The doors on my cabinets are peg-board. I made the cabinets as I normally would, but for the doors I glued peg board to a rectangular frame. Since I would be hanging things on the doors I wanted the pegboard to provide some rigidity to the door, so I glued the pegboard on the surface rather than making it a floating panel by routing a groove. I put shelves inside the cabinets, but I made sure they did not come all the way to the door so I can hang stuff on both sides of the doors. I will try to take some pictures later tonight.


----------



## TS3660 (Mar 4, 2008)

Try this site.
http://www.plansnow.com/shopstor.html


----------



## Crotalusco (Aug 13, 2009)

Be selective with plans now. Most are nothing but scans of magazine plans. Woodsmith, and others. For the money they are charging you could possibly get a back issue of that magazine and then you get the other plans as well.

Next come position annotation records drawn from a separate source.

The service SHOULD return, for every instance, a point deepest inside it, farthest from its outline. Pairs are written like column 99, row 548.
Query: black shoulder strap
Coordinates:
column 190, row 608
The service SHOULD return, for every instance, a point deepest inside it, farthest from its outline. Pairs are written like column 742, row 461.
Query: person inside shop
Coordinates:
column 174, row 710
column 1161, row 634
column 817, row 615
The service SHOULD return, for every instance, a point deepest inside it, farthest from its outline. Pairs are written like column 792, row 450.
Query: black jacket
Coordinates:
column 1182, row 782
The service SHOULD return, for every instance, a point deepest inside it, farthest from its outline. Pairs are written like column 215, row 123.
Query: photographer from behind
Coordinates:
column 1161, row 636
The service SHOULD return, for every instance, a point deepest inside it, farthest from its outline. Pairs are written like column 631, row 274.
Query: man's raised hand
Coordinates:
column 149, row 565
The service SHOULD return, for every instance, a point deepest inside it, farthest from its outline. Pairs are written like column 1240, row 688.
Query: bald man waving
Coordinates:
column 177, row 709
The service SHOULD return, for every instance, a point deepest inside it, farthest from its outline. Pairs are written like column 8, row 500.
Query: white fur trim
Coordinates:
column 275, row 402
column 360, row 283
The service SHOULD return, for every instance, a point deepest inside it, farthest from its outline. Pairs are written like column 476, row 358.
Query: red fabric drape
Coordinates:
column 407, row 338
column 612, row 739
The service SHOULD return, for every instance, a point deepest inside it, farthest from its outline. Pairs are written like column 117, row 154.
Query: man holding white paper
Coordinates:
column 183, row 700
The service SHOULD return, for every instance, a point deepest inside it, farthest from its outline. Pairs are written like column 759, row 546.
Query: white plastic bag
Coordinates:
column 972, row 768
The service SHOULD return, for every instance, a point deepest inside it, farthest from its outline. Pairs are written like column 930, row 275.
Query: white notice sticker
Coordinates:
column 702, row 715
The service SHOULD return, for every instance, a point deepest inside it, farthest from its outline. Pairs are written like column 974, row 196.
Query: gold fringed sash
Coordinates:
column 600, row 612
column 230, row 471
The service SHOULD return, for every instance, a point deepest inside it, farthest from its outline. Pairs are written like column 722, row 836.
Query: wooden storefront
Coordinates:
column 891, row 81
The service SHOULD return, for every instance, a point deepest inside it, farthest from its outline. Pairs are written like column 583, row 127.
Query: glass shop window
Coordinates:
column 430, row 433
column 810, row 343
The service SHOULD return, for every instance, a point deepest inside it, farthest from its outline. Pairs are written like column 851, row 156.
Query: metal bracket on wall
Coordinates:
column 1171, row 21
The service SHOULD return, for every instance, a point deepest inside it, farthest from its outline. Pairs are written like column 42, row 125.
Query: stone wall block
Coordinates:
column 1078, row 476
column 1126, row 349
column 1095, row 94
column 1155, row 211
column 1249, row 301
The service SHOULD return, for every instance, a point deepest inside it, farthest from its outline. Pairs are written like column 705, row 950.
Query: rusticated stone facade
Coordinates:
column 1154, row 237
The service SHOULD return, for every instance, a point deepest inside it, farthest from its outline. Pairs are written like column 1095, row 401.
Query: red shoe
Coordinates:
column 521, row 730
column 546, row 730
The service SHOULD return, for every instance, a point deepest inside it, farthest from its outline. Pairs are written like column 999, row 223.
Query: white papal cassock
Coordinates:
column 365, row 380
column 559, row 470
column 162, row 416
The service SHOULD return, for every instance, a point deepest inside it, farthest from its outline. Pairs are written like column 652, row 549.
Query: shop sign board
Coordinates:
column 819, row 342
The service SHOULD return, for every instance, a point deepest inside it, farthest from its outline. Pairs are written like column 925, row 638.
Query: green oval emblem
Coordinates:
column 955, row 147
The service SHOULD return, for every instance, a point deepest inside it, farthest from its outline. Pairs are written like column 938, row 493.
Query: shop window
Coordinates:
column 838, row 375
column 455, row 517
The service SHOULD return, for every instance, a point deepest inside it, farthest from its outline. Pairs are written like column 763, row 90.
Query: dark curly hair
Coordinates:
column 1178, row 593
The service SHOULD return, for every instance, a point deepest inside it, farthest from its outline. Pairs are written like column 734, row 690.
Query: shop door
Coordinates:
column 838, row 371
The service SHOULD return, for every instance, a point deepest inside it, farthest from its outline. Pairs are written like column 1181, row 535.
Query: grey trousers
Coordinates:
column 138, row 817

otherwise its not a bad resource for "I need it NOW"


----------



## TS3660 (Mar 4, 2008)

> Be selective with plans now. Most are nothing but scans of magazine plans.


I haven't ever bought anything from them but this is nice to know.


----------



## vuefromidwest (Aug 26, 2009)

a lot of my shop cabinets, ( and tool bases too ) are made with frame and panel construction, using 1/4" pegboard as the panel, glued into a a 1/2" deep groove. I use this same construction for the doors, sides, and back.
I use the "L" hook method for hangers.

For an 8-10" deep cabinet, I would probably make the sides, top, and bottom from solid yellow pine, and the back and doors from the above frame and panel construction...


----------



## windstorm (Dec 21, 2008)

Gene,

I made a tool storage cabinet with sliding pegboard doors from a plan I purchased at PlansNow.com (for $7.95). I modified the dimensions and my cabinet is 38" X 60" X 6" deep (not including the unit that holds all the small trays for screws and such, which added another 6" to the bottom). It's a pretty simple design and I built it in a day. It's not as deep as what you're looking for, but with the sliding doors you can get at least 40% additional storage space in a compact cabinet, and I'm sure it can be made in almost any size that suits your needs. Hope this helps.


----------



## NKYDarrell (Sep 14, 2009)

windstorm said:


> Gene,
> 
> I made a tool storage cabinet with sliding pegboard doors from a plan I purchased at PlansNow.com (for $7.95). I modified the dimensions and my cabinet is 38" X 60" X 6" deep (not including the unit that holds all the small trays for screws and such, which added another 6" to the bottom). It's a pretty simple design and I built it in a day. It's not as deep as what you're looking for, but with the sliding doors you can get at least 40% additional storage space in a compact cabinet, and I'm sure it can be made in almost any size that suits your needs. Hope this helps.


 
ha ha, I was just going to post a link to the plan. looks like you beat me to the idea at least. 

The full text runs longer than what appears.